Where Air Leakage Occurs:
The US Department of Energy shows how much air leakage occurs in various locations of an average American home:
- Ceiling, Walls and Floors – 31%
- Ducts – 15%
- Fireplace – 14%
- Plumbing Penetrations – 13%
- Doors – 11%
- Windows – 10%
- Fans and Vents – 4%
- Electrical Outlets – 2%
These figures provide you with the most important areas to target for air sealing. However, a home energy audit will pinpoint the exact locations of air loss and assess your entire home’s energy consumption and waste, and recommend ways to improve your home’s energy efficiency.
Exterior of Your Home
The exterior of your home is often referred to as the “envelope” or the “shell”. Sealing your home against air infiltration (air leaking in from the outside) and air ex-filtration (air leaking from inside of the house to the outside) helps to reduce your energy expenditures.

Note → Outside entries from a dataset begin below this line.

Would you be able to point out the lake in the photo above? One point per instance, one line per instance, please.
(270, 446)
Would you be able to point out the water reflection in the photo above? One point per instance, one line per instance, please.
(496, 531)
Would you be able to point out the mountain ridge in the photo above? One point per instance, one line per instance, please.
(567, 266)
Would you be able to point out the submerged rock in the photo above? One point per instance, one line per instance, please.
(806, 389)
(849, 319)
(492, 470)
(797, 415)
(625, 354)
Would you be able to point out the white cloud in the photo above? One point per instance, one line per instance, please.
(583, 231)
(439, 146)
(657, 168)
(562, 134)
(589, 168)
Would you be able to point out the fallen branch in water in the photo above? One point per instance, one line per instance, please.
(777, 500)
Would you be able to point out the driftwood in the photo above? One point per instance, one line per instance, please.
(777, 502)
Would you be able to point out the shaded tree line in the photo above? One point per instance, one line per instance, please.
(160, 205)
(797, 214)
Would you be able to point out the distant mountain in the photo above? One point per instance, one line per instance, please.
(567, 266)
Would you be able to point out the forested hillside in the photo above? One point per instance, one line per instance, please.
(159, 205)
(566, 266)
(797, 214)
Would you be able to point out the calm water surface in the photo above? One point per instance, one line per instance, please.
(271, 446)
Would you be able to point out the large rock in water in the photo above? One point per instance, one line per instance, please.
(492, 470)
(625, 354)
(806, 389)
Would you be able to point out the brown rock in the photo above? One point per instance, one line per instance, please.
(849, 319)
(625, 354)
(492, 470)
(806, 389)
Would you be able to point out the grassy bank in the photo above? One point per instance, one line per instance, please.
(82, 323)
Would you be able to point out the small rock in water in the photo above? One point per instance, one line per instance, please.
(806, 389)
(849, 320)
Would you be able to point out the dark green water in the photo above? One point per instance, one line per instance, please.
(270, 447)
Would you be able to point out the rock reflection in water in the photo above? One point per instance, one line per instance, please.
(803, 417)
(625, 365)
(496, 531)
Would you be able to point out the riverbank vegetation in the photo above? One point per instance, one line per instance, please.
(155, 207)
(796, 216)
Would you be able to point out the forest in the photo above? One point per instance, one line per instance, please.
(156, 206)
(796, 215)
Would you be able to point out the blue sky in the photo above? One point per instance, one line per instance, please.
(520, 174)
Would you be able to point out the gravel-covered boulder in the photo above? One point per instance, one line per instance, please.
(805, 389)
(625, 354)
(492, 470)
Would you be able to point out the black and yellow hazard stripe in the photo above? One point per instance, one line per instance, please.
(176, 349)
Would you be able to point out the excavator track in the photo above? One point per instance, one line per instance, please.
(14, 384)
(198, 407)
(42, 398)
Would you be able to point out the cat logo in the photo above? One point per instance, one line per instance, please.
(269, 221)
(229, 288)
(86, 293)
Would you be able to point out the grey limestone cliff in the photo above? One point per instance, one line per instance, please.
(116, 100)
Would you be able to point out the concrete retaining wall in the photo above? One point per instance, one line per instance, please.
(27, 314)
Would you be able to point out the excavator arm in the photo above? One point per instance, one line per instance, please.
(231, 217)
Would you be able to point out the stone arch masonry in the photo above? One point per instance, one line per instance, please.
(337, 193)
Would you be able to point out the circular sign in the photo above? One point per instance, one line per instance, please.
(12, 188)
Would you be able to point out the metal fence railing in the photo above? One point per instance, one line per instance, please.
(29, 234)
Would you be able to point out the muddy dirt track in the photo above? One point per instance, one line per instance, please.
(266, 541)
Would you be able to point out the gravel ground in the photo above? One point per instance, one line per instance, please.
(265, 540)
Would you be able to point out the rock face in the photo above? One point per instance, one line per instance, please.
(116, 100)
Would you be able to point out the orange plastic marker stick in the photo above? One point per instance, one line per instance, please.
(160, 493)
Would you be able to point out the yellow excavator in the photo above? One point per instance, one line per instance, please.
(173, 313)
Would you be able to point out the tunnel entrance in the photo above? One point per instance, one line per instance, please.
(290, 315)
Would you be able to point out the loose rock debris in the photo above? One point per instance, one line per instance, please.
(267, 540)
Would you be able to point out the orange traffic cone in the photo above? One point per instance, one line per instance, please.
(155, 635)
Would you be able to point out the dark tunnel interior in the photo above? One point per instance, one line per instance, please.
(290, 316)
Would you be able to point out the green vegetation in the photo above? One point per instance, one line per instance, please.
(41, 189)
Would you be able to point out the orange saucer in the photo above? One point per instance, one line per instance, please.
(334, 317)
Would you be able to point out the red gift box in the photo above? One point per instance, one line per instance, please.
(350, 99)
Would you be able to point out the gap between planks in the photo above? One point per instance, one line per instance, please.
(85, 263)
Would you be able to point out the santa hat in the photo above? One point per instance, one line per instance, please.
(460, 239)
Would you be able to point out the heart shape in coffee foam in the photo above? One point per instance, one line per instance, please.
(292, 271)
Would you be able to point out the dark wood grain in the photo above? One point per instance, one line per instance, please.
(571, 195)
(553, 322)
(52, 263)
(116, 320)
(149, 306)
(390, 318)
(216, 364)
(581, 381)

As a builder or homeowner, you can greatly improve your home’s energy efficiency by sealing as many entry points as possible. Check seams between the top of the foundation wall and the wood framing, doors and windows, along baseboards, through electrical receptacles and switches mounted on exterior walls, fireplaces, laundry chutes, attic hatchway doors and pull-down stairs, whole-house fan installations and pipe and wire penetrations.
Interior of Your Home
To ensure that air doesn’t leak from the outside of your home to the inside, check the following:
Baseboards and Floors
Any gaps left between baseboards and hard floors can be filled with latex caulk.
Gaskets
Check switches and electrical outlets – they may feel cold or you may feel a cold draft. You can block these drafts from the inside of your house by installing inexpensive insulated gaskets or air sealing with foam. (Caution: to avoid electrical shock, remove the covers from switches and receptacles only after you have shut off the power.)
Recessed Ceiling Lights
On new construction always use IC-Rated recessed lighting. This allows for insulation to cover the gasketed unit. Older types of recessed lighting can be extremely leaky and difficult to make airtight. Often, the best solution is to build an airtight box of flame-resistant material (i.e. sheet metal or drywall) at least 3 inches larger the light’s housing to cover the portion of the fixture that is in the attic. You will need to pay attention to fire code regulations.
Attic Floor
The top floor ceiling in your home acts as a containment barrier to rising warm air. Any small hole or a gap in that area will create an outlet for warm air to escape. As the air exits through the top floor ceiling, it will create a slight negative pressure inside your house and the air leaving will need to be replaced. That air will come from the outside of the house and will need to be heated –requiring additional use of your furnace, which costs you money. Checking for cracks, holes of small openings in the attic floor will result in substantial energy savings.
Attic
Sealing and insulating your attic is one of the most critical steps to ensuring that your home is properly air sealed. Most attics have insulation which helps reduce heat loss. But it won’t stop the air flow. Insulation can actually conceal cracks, gaps and holes through which the pressurized air from your home is driven into the attic. Check for staining in the insulation, which is an indicator of an air leak.